Aumenta violência contra a mulher negra

Por Mario Osava, da IPS – 

Rio de Janeiro, Brasil, 25/11/2016 – Quatro meses no hospital e várias cirurgias salvaram a vida de Maria da Penha Fernandes, mas os danos do tiro de escopeta a deixaram paraplégica aos 37 anos. Quando voltou para casa, o marido tentou eletrocutá-la durante o banho. Não havia dúvidas, o autor do primeiro atentado, o tiro pelas costas enquanto dormia numa noite de maio de 1983, também era o marido, que atribuiu o crime a assaltantes.

Mulheres negras participaram da Marcha pela Consciência Negra, no dia 20 de novembro, em São Paulo. A violência por razões de gênero cresce de maneira especial entre as afrodescendentes no Brasil, apesar de mais leis contra esse crime. Foto: Rovena Rosa/Agência Brasil

Mulheres negras participaram da Marcha pela Consciência Negra, no dia 20 de novembro, em São Paulo.

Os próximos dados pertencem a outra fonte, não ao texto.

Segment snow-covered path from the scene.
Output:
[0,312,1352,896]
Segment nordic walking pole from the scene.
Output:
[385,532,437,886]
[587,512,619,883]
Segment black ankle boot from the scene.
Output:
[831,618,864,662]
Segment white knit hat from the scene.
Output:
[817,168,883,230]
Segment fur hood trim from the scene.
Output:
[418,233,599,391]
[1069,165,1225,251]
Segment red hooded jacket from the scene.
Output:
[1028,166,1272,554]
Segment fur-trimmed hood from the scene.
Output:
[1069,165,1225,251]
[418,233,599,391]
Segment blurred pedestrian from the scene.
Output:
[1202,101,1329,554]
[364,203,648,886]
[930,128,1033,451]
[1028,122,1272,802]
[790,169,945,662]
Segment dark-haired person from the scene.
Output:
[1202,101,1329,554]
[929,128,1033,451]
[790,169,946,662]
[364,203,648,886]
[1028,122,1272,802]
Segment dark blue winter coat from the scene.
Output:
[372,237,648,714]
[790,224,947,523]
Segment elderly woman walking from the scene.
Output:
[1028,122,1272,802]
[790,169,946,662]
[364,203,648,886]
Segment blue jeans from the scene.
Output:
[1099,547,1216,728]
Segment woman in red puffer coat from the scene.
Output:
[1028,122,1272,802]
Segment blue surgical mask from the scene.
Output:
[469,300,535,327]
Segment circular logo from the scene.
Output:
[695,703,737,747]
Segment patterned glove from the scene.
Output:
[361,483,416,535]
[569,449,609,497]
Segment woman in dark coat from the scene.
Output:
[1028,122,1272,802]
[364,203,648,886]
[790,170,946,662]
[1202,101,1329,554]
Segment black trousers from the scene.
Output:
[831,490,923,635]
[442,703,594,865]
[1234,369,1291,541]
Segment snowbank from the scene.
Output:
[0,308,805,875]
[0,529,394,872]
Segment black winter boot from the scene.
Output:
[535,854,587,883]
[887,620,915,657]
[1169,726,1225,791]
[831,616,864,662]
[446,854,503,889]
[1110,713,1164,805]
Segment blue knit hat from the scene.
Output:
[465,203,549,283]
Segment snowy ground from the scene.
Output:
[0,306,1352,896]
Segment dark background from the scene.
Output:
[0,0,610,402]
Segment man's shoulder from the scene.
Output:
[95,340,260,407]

A violência por razões de gênero cresce de maneira especial entre as afrodescendentes no Brasil, apesar de mais leis contra esse crime. Foto: Rovena Rosa/Agência Brasil

 

Ela deixou a casa protegida por uma decisão judicial que lhe garantia a guarda das três filhas que teve com o agressor, e iniciou, de sua cadeira de rodas, uma batalha de 19 anos na justiça para que o homicídio frustrado não ficasse impune. Depois de duas condenações que os advogados do réu conseguiram anular, na década de 1990, ela recorreu à Comissão Interamericana de Direitos Humanos, que em 2001 divulgou uma sentença acusando o Estado brasileiro de omissão e recomendando um julgamento definitivo e medidas para eliminar violências contra a mulher.

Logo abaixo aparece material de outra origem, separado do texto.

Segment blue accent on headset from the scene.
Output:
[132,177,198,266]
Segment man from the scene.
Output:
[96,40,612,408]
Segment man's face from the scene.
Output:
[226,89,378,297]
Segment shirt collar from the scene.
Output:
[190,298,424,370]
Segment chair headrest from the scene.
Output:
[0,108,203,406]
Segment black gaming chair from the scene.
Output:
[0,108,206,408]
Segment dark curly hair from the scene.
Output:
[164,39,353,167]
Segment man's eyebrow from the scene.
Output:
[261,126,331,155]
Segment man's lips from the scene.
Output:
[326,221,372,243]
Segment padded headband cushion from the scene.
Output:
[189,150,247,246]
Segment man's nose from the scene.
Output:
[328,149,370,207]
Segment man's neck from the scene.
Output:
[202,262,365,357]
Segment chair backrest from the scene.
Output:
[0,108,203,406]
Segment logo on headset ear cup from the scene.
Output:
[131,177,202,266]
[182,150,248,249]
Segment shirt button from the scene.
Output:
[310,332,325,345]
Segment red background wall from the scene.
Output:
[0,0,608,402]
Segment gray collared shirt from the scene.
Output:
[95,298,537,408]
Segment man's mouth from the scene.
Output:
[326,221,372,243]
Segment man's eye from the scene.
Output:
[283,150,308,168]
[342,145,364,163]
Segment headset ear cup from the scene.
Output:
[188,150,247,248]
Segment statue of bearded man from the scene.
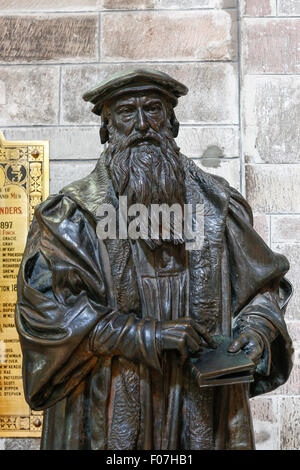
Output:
[16,70,292,450]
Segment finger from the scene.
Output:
[228,334,249,352]
[227,339,242,352]
[186,336,201,353]
[195,322,217,349]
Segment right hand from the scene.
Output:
[161,317,216,363]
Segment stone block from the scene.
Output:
[0,14,99,63]
[0,0,236,12]
[277,0,300,16]
[250,397,279,450]
[271,215,300,243]
[194,158,240,190]
[2,127,103,160]
[240,0,276,16]
[245,164,300,213]
[176,127,239,160]
[243,18,300,74]
[272,243,300,322]
[50,160,97,194]
[280,397,300,450]
[62,63,238,124]
[101,10,236,62]
[242,76,300,163]
[253,214,271,245]
[0,66,59,127]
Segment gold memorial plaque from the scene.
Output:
[0,132,49,437]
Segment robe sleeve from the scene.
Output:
[226,189,293,396]
[15,195,162,410]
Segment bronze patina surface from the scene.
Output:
[16,69,292,450]
[0,132,49,437]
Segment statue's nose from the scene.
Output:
[136,108,148,132]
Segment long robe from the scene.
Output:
[16,152,293,450]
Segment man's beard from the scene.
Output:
[106,126,185,248]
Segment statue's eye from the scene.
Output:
[146,103,161,113]
[117,106,134,116]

Finalmente, em 2002, o homicida em grau de frustração foi condenado a dez anos de prisão, mais conseguiu a liberdade após cumprir apenas dois anos. O principal triunfo de Maria da Penha, uma biofarmacêutica de Fortaleza, no Ceará, foi inspirar uma lei que leva seu nome, aprovada pelo Congresso em 2006, contra a violência de gênero e que pune exemplarmente os agressores de mulheres.

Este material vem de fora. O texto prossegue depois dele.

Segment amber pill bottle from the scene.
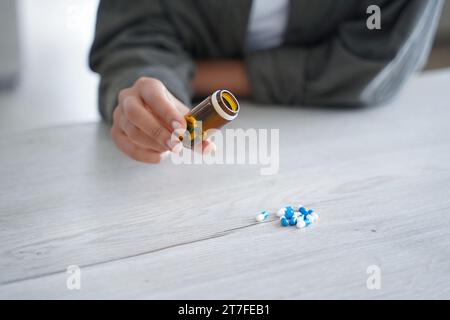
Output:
[180,90,240,148]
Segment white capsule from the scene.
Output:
[256,211,269,222]
[277,208,285,218]
[297,219,306,229]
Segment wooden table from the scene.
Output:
[0,70,450,299]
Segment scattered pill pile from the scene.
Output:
[256,205,319,229]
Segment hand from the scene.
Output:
[111,77,212,163]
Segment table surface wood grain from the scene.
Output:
[0,70,450,299]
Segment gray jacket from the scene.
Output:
[90,0,443,122]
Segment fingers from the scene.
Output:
[111,126,163,164]
[119,96,177,151]
[135,78,186,130]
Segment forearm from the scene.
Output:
[192,60,251,97]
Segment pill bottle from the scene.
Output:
[180,90,239,148]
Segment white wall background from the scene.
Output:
[0,0,99,135]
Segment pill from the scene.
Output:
[297,219,306,229]
[277,208,285,218]
[289,216,297,226]
[256,211,269,222]
[284,210,295,219]
[304,217,311,227]
[298,207,308,216]
[280,217,289,227]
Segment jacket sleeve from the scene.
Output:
[89,0,194,123]
[246,0,443,106]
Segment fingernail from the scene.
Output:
[172,142,183,153]
[161,151,170,161]
[172,121,183,130]
[166,138,181,151]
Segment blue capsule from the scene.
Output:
[284,209,295,219]
[298,207,308,216]
[305,217,311,226]
[280,217,289,227]
[289,216,297,226]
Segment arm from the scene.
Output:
[246,0,442,105]
[89,0,194,123]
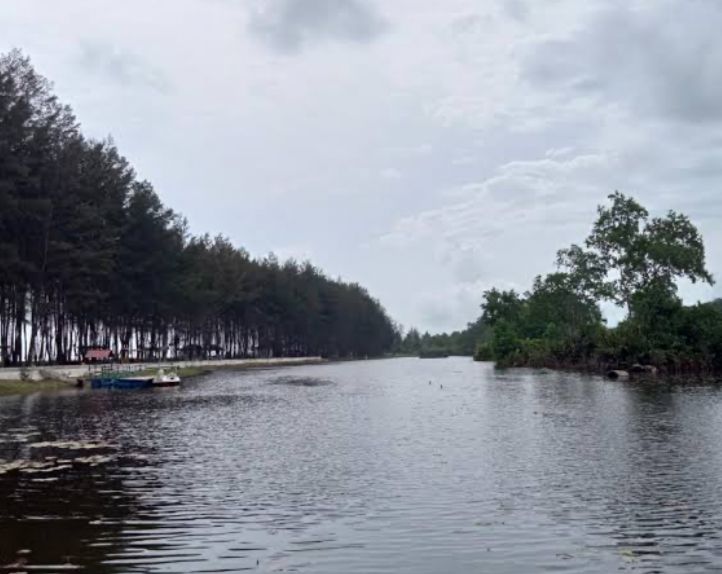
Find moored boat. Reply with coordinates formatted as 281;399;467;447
90;369;181;389
153;369;180;387
90;377;153;389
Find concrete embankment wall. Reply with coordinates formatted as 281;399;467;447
0;357;324;381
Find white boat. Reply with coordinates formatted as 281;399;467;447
153;369;181;387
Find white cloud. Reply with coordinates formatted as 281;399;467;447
0;0;722;329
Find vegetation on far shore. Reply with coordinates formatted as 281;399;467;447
401;192;722;374
0;51;396;365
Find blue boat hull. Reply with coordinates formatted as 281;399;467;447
90;377;153;389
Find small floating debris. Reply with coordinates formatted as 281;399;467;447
28;440;116;458
270;377;333;387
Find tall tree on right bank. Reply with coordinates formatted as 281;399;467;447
557;192;714;314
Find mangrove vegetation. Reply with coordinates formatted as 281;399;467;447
476;192;722;374
416;192;722;374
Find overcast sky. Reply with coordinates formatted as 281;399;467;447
0;0;722;331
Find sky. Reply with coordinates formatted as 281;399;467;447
0;0;722;332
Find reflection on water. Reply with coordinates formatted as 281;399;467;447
0;359;722;574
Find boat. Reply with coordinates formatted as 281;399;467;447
90;377;153;389
90;369;181;389
153;369;180;387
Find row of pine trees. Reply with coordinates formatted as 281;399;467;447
0;51;397;365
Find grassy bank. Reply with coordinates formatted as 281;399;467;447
0;379;73;397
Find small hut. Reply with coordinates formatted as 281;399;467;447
83;349;115;363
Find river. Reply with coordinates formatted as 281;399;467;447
0;358;722;574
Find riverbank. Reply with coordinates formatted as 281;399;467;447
0;357;326;396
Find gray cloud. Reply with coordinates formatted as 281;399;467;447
78;42;170;92
524;0;722;123
250;0;386;53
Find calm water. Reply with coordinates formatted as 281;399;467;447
0;359;722;574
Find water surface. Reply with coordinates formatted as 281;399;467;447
0;358;722;574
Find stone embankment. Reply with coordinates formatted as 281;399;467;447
0;357;324;382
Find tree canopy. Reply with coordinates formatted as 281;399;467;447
476;192;722;372
0;51;397;364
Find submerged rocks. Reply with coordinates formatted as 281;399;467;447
607;363;658;380
0;441;116;480
629;363;658;376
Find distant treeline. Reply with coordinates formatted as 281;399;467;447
404;193;722;374
0;51;397;364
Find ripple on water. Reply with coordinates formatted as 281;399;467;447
0;359;722;574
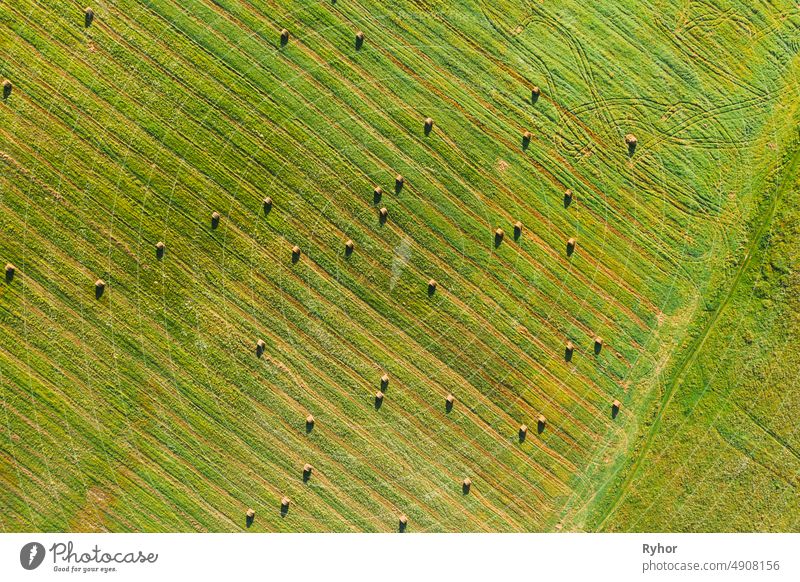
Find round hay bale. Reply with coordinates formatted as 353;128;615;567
567;238;578;256
494;227;506;247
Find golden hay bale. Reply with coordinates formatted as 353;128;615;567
567;238;578;256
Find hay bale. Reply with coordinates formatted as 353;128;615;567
428;279;436;295
564;341;575;362
567;238;578;257
625;133;639;156
494;227;506;247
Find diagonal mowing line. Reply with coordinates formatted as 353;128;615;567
596;146;800;531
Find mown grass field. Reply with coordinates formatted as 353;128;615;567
0;0;800;532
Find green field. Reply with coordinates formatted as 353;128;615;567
0;0;800;532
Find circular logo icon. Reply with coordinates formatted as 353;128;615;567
19;542;45;570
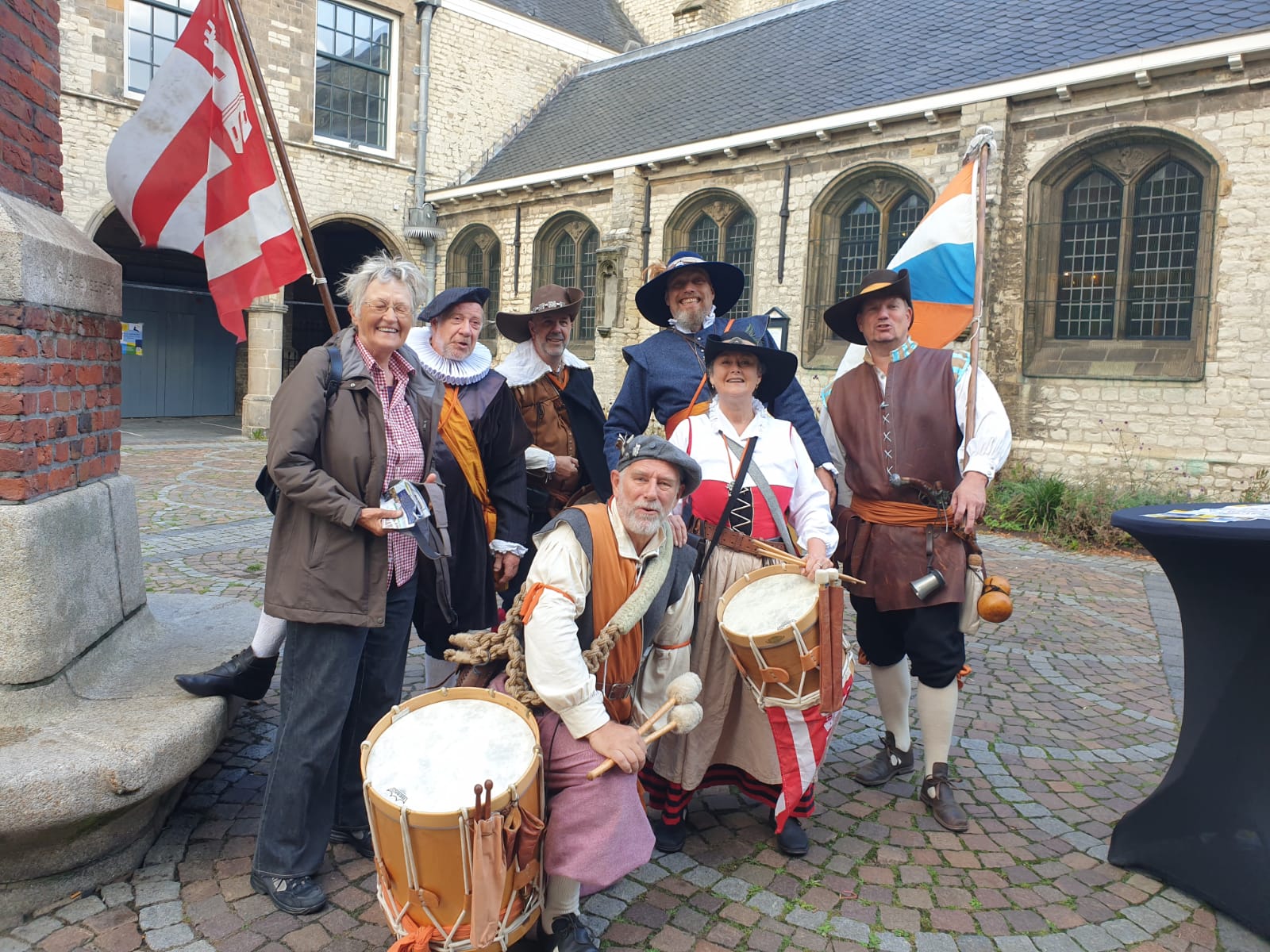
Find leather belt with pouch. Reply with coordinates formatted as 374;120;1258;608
692;519;785;559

No entanto, essas agressões continuaram aumentando nas estatísticas brasileiras, embora em ritmo menor. Entre 1980 e 2006, o número de mulheres assassinadas cresceu 7,6% ao ano, enquanto, de 2006 a 2013, esse índice baixou para 2,6%, segundo o Mapa da Violência, elaborado por Julio Jacobo Waiselfisz, coordenador de estudos sobre esse tema na brasileira Faculdade Latino-Americana de Ciências Sociais (Flacso).

A Lei Maria da Penha, as delegacias da mulher e outros instrumentos “são eficazes contra a violência, mas seus recursos são insuficientes”, argumentou à IPS a secretária executiva da Rede Nacional Feminista de Saúde, Direitos Sexuais e Reprodutivos, Clair Castilhos Coelho. Mas há uma realidade importante no Brasil, com seus 205 milhões  de habitantes: os resultados díspares segundo a cor da pele.

“Para as mulheres negras, a situação se agravou”, apontou à IPS a médica Jurema Werneck, uma das coordenadoras da organização Criola, que promove os direitos das afrodescendentes. Em dez anos, os assassinatos de mulheres negras por razões de gênero aumentaram 54,2%, chegando a 2.875 em 2013, enquanto entre as brancas houve redução de 9,8%, de um total de 1.747, em 2003, para 1.576, em 2013, segundo o Mapa da Violência.

“O racismo explica esse contraste. Os mecanismos de combate à violência não protegem a vida de todos igualmente”, afirmou Werneck. “A Lei Maria da Penha estabelece que primeiro deve haver uma denúncia à polícia para então chegar aos órgãos judiciais, e sabe-se que a polícia não protege a mulher negra”, acrescentou.

Manifestantes pedem a aplicação plena da Lei Maria da Penha, em agosto, no aniversário de dez anos da lei contra a violência machista no Brasil. Um dos cartazes dizia: “Quando você se cala, a violência fala mais alto”. Foto: Tony Winston/Agência Brasil

Manifestantes pedem a aplicação plena da Lei Maria da Penha, em agosto, no aniversário de dez anos da lei contra a violência machista no Brasil. Um dos cartazes dizia: “Quando você se cala, a violência fala mais alto”. Foto: Tony Winston/Agência Brasil

 

Segundo Werneck, “o obstáculo é o racismo. Sem reconhecê-lo, as políticas públicas não serão adequadas às necessidades da mulher negra. É necessário enfrentar o racismo, preparar os funcionários, sejam policiais ou gestores, a nos atender como seres humanos”. Uma aplicação mais adequada dessa lei seria levar as denúncias diretamente ao Ministério Público e à Defensoria Pública, o que exige mais promotores e defensores, em lugar de ir à polícia, como está ocorrendo em alguns bairros da cidade de São Paulo, opinou.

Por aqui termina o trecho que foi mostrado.